Frame through each lens:
- Strategy → what problem are we committing to?
- Design → what is the intended experience?
- Engineering → what constraints define the solution?
Validate
Use Claude Code to spike a prototype or to write the implementation plan. Review it with your team and with engineers. Set clear constraints on resources (time, money, energy) and what metrics you intend to achieve. Move forward when the bet is right.
Validate through each lens:
- Strategy → is this worth doing?
- Design → is this coherent and usable?
- Engineering → is this feasible and scalable?
The Practice
The Operating Cycle is not just how work flows. It’s how work is regulated. Build and Connect run on their own, but Shape is what keeps them from running away. The practice is how you apply control points to maintain coherence in the work. You leverage AI, but without the downside of coherence drift.
Build is controlled by constraints.
Connect is controlled by filters.
Build Constraints + Connect Filters
Build Constraints
Before you build, you shape. You constrain what you’re building. AI, like humans, operate better with clear constraints because a reduced surface area is easier to reason with.
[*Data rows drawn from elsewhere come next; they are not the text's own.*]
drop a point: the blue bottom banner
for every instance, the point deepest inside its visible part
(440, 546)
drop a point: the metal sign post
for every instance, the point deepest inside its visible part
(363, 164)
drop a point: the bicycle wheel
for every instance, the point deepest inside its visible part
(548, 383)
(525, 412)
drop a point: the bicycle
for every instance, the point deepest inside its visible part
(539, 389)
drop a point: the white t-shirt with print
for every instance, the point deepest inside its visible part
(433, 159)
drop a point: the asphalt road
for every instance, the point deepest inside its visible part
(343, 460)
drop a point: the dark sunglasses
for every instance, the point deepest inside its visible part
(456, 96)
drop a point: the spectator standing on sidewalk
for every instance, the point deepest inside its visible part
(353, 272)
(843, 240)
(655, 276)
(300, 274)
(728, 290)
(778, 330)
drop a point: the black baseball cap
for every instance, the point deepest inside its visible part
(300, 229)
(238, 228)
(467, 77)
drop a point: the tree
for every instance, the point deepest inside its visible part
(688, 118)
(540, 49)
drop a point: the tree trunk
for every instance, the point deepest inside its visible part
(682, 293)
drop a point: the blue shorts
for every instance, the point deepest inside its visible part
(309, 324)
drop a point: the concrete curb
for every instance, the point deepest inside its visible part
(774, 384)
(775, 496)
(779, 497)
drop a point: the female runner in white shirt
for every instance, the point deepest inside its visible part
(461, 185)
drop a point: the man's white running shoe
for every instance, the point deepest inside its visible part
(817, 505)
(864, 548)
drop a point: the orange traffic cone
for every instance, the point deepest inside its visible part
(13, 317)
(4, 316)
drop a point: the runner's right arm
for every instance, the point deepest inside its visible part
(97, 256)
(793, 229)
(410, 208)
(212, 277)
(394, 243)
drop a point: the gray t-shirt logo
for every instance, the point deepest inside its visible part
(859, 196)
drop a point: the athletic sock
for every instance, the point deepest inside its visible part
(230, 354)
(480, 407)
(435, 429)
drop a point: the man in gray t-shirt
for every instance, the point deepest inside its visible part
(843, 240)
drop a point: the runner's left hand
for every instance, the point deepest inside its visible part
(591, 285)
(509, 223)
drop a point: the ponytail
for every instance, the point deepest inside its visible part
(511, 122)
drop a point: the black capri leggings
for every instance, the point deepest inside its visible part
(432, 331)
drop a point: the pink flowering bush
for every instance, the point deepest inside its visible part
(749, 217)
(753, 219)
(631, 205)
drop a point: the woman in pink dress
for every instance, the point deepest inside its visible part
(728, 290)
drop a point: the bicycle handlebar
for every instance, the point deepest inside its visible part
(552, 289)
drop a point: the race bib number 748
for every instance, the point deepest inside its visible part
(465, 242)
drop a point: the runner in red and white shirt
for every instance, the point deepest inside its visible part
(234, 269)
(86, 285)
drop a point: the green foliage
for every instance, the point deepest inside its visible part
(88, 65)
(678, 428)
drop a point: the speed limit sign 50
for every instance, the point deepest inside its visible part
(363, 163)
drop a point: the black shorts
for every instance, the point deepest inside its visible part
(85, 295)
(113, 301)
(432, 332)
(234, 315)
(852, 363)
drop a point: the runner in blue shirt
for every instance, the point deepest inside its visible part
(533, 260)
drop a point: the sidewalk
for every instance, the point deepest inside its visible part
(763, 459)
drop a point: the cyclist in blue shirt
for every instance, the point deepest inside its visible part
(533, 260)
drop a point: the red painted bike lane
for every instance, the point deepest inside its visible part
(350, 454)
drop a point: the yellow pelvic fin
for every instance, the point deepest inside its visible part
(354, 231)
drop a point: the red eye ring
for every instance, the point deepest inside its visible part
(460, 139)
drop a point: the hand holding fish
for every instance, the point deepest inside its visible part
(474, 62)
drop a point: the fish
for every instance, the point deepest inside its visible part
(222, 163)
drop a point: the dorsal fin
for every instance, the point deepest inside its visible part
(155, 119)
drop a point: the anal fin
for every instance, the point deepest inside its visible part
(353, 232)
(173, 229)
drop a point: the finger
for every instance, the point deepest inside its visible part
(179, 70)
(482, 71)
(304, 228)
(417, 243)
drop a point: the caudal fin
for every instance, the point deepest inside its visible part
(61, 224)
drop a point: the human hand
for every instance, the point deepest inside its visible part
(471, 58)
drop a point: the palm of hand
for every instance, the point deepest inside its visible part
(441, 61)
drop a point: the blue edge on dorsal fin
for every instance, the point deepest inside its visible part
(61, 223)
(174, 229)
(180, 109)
Use Build Constraints to define what gets built and what doesn’t. Avoid the rabbit hole of building more than you need to. When each new change is only a prompt away, the value is in limitation and constraint. Less is more.
Connect Filters
Not all feedback is created equal. And just because you can do it doesn’t mean you should. AI makes this more important. You can add anything with a simple prompt. But adding increases surface area, complexity, and risks coherence drift. Feedback fuels progress, but you can’t (and shouldn’t) build everything you hear. And you need to use your intuition to translate raw feedback into real problems before you build anything.
Use Connect Filters to find the signal in the noise of feedback. Shape what you hear through conversation, debate, and the collective intelligence of your team.
The Throughline
AI lets you move at the speed of thought. You have an idea; AI turns it into reality. This power carries a responsibility. Sometimes the best way to move forward is to stop, slow down, and create a clear intention.
That’s what Shape is. You engage critical thinking before you Build and after you Connect. It acts as a regulator of the work.
Build and Connect drive one another forward while Shape governs their outputs. I learned the lesson by being mindful of my time. I sensed when the product needed more shaped work, more direction, more strategy. If you’re always reacting and not thinking, you build, get feedback, and build some more. You don’t sense the signals pointing you the right way.
The Operating Cycle drives the right progress.